Hadley possesses great curiosity about her world. Grandpa takes Hadley to ZooBoise once a week for a class to learn about animals. There she has discovered a fondness for all sorts of creatures, even snakes! Upon returning from the zoo Hadley rattles off facts about whatever animal explored that day and proudly shows off a craft project related to the critter. Hadley’s room is full of items related to her interests and demonstrates her personality. Hadley’s sense of humor is rich and she is starting to tell silly jokes. She loves baby dolls, all of whom she has named, including Mimi, Kiki and Isabella. Hadley likes to nestle them in her arms or tuck them into beds, gently crooning lullabies.
Yes, a horrible disease is also a part of Hadley’s life, but it does not define her. Most days she tolerates her medications quite well, unless the Cystagon® has been increased, then her tummy hurts and she doesn’t want to eat.
Hadley’s favorite playmate is her sister Stella. Stella is bright and understands Hadley’s illness quite well for a 6-year-old. When Hadley catches a cold, Stella worries her sister may end up in the hospital, a situation that has occurred too frequently in Hadley’s short life. Sometimes, Stella helps give Hadley her meds through her G-tube. But most often, the two of them can be found dancing, singing and playing games they make up, filling the house with frequent laughter. They also like watching cartoons, riding their bikes and playing with their dog Sherman and cat Otto.

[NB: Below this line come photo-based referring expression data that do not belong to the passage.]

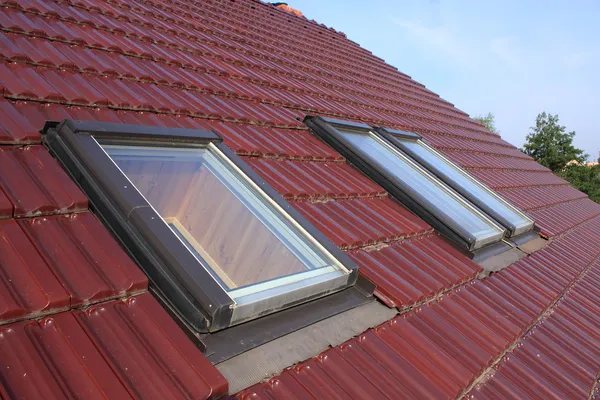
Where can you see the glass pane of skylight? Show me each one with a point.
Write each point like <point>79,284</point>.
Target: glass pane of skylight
<point>468,186</point>
<point>436,197</point>
<point>252,248</point>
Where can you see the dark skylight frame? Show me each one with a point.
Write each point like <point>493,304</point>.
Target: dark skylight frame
<point>180,279</point>
<point>335,133</point>
<point>514,220</point>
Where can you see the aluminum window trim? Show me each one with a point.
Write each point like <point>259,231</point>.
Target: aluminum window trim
<point>327,129</point>
<point>514,230</point>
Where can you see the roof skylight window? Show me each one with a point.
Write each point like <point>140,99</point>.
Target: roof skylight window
<point>427,183</point>
<point>219,245</point>
<point>248,244</point>
<point>454,176</point>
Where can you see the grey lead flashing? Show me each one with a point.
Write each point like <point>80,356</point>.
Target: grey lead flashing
<point>271,358</point>
<point>186,288</point>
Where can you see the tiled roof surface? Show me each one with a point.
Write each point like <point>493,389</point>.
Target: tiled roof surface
<point>116,350</point>
<point>252,72</point>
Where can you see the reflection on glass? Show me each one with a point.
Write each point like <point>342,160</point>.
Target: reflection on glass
<point>249,245</point>
<point>468,186</point>
<point>438,198</point>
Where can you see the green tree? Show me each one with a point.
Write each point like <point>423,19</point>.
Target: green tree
<point>489,120</point>
<point>550,144</point>
<point>584,178</point>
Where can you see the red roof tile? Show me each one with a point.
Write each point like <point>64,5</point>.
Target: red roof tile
<point>28,286</point>
<point>252,73</point>
<point>36,184</point>
<point>438,350</point>
<point>6,208</point>
<point>411,271</point>
<point>82,254</point>
<point>148,351</point>
<point>381,220</point>
<point>117,350</point>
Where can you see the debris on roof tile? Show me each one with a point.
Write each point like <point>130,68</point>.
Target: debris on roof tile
<point>285,7</point>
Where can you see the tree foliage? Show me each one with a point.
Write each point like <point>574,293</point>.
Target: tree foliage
<point>550,144</point>
<point>584,178</point>
<point>489,120</point>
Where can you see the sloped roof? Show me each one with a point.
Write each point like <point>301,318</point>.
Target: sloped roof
<point>252,72</point>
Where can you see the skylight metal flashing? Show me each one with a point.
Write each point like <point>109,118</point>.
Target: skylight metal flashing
<point>515,221</point>
<point>380,154</point>
<point>198,268</point>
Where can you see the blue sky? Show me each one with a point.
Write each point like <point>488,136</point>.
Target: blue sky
<point>513,58</point>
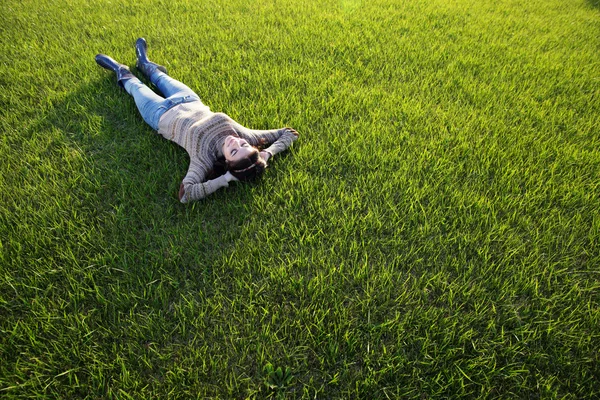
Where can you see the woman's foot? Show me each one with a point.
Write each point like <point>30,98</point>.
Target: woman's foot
<point>143,63</point>
<point>122,71</point>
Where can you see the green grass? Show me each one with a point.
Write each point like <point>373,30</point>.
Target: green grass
<point>434,233</point>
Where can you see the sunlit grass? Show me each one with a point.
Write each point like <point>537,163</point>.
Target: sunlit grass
<point>434,232</point>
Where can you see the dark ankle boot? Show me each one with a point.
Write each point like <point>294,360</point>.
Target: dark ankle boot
<point>143,64</point>
<point>122,71</point>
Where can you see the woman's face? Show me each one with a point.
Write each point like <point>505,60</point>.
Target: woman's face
<point>235,148</point>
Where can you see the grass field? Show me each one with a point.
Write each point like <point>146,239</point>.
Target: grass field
<point>434,232</point>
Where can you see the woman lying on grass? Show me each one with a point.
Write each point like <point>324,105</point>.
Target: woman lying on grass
<point>214,141</point>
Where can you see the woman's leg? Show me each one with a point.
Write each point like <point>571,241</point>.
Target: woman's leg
<point>157,74</point>
<point>150,105</point>
<point>170,87</point>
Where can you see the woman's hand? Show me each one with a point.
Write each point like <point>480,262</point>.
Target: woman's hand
<point>230,177</point>
<point>265,155</point>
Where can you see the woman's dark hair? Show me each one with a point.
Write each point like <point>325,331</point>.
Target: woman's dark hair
<point>246,169</point>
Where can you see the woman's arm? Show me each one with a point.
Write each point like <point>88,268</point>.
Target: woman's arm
<point>274,140</point>
<point>193,188</point>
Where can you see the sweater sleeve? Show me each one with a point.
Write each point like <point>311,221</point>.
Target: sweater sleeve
<point>277,140</point>
<point>195,186</point>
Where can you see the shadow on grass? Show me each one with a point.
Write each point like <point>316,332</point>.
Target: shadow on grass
<point>132,178</point>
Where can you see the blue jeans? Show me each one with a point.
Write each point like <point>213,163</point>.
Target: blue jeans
<point>153,106</point>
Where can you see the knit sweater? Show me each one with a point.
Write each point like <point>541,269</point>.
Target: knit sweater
<point>202,134</point>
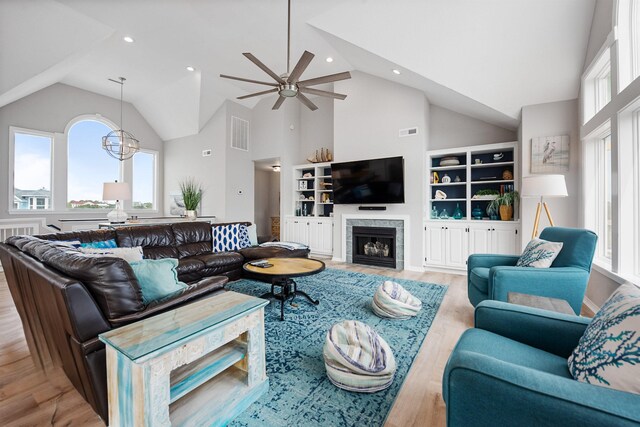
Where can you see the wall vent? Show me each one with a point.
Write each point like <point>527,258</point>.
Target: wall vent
<point>239,134</point>
<point>408,132</point>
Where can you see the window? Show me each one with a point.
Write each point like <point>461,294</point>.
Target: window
<point>32,170</point>
<point>89,167</point>
<point>144,179</point>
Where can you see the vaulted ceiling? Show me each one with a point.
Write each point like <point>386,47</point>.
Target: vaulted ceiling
<point>483,58</point>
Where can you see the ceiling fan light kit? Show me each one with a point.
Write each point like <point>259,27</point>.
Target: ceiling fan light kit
<point>289,85</point>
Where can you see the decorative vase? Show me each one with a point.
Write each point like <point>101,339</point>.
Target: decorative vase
<point>506,212</point>
<point>476,213</point>
<point>457,213</point>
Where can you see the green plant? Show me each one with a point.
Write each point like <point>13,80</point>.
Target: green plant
<point>191,194</point>
<point>506,199</point>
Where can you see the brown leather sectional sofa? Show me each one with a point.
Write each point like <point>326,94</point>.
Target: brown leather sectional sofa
<point>65,299</point>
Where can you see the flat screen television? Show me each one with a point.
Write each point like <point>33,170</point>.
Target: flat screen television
<point>368,181</point>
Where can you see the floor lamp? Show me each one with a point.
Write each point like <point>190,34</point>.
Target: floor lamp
<point>543,186</point>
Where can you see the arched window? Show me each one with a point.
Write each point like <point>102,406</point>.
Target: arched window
<point>88,166</point>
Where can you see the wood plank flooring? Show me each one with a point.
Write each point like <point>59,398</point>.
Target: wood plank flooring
<point>29,398</point>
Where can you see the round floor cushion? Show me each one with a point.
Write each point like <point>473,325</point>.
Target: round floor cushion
<point>394,302</point>
<point>357,358</point>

Hadley offers lots of help around the home. She folds laundry, uses a hand vacuum and dusts like a pro. Stella isn’t as interested in chores, but she sometimes gets in on the baking. Both girls love to paint and draw and play with modeling clay. It makes a bit of a mess, but they do know how to pick up after themselves with some encouragement.
When I watch Hadley and Stella play, I sometimes wonder if Stella will donate a kidney to her sister if/when needed. I imagine them growing up together and experiencing school events, sports, boyfriends, sleepovers — all the things I watched their mom do. I also think about what Hadley may go through because of the disease, and how Stella will help her cope. I pray Hadley will always be compliant with her meds, but Stella will be a huge part of that happening as will her parents.
Ben and Marcu with the help of friends and family sponsor a Hearts for Hadley event to help raise funds for the Cystinosis Research Foundation. The evening raises money for the dedicated researchers who seek improved treatments and hopefully a cure. Businesses and friends donate hundreds of
items for a silent auction, including a handmade quilt I provide. Marcu speaks to the attendees about Hadley and her disease, moving most in the crowd to tears, then a wild live auction cheers the crowd as often frenzied bidding generates large sums.
We need a cure for this illness, so all the people with cystinosis can live their lives free of the issues cystinosis causes. Hadley talks about being a mommy and a phlebotomist when she grows up. Let’s work together to make her dream and all the dreams of people living with cystinosis possible.